09. What's your take on the current classical-electronic field, which seems richer and more populated today than it's ever been? Do you feel some sense of vindication, given that Slow Six was creating a classical-electronic fusion years ago that was anomalous then but has become more commonplace today?

It's true that a Slow Six show was a very novel combination of elements in NYC's club scene, and thus probably almost anywhere, at the beginning of the millennium. It's also true that those superficial aspects—classical instrumentation side by side with rock instruments and laptops (I had to bring a desktop to shows for years; laptops weren't powerful enough)—is now pretty ubiquitous. But I think there's a bunch of deeper issues that Slow Six brought to the table that I see such bands struggling with. Rachel Grimes and I had some interesting chats about this: combining the act of composition with a culture of popular musicianship that expects to invent—and thereby 'own'—their own parts is a bit of a trick, to put it mildly. This extends into all sorts of both musical and extra-musical issues.

Slow Six was always a live band first and foremost. Part of our thing was that it could all be done in front of you; it was a living culture of people making music together, not some work-for-hire studio fabrication.
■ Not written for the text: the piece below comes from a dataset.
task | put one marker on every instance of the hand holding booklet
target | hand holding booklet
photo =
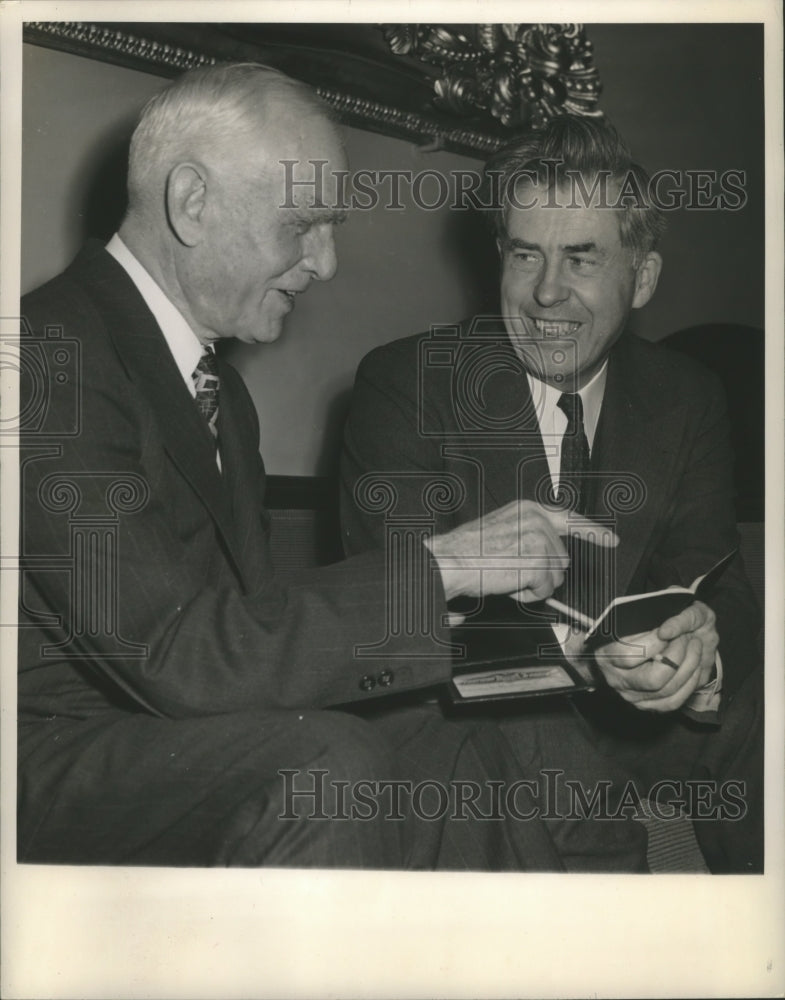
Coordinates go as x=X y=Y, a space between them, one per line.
x=517 y=655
Music now more than ever is a studio culture, and it's a different thing to just get your friend who plays cello to guest on your record (I've done this myself). Can you get that same guy to rehearse with you for like nine months before playing the work live? To me that's exciting. It's a slippery slope that is not for the faint of heart, and makes such bands much more likely to be studio projects first with a writer or two surrounded by hired guns for the live show. How that changes the musical results is its own, case-by-case question for each of us, I guess.

10. What other projects—recordings, touring dates, guest appearances—are currently on your horizon?
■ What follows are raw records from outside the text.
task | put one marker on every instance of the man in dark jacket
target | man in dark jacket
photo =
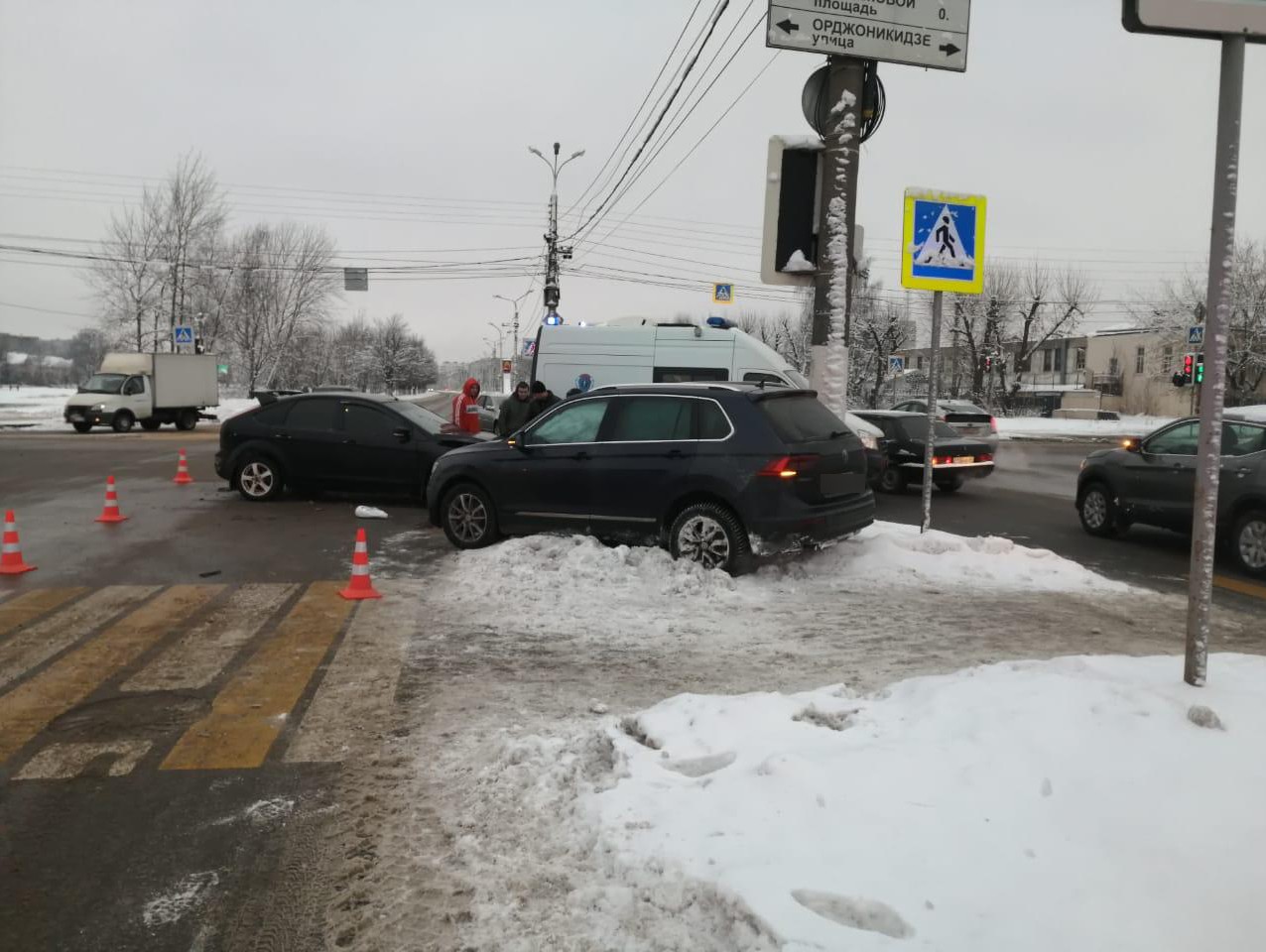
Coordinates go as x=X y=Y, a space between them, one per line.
x=515 y=411
x=542 y=399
Alexander Turnquist has his first record coming out on Western Vinyl this spring I played violin on. It really sounds great with a wide range of instrumentation that really adds colour.

Right now I'm taking on a challenge I've never attempted in all my days behind the wheel: building a truly 'solo' set. So I've been holing up, building some new hybrid electroacoustic instruments, getting a bit of carpal tunnel from playing too much violin, and writing and burning a lot of music. It's a bit of a war. I'm constantly evaluating while playing whether this is the person I want to be on stage, whether this is what I think I want to say with my own hands at this point in my life. It's sounding like church music for agnostics, I must say. I'm variously resisting and giving in to instincts—constant personal revisioning.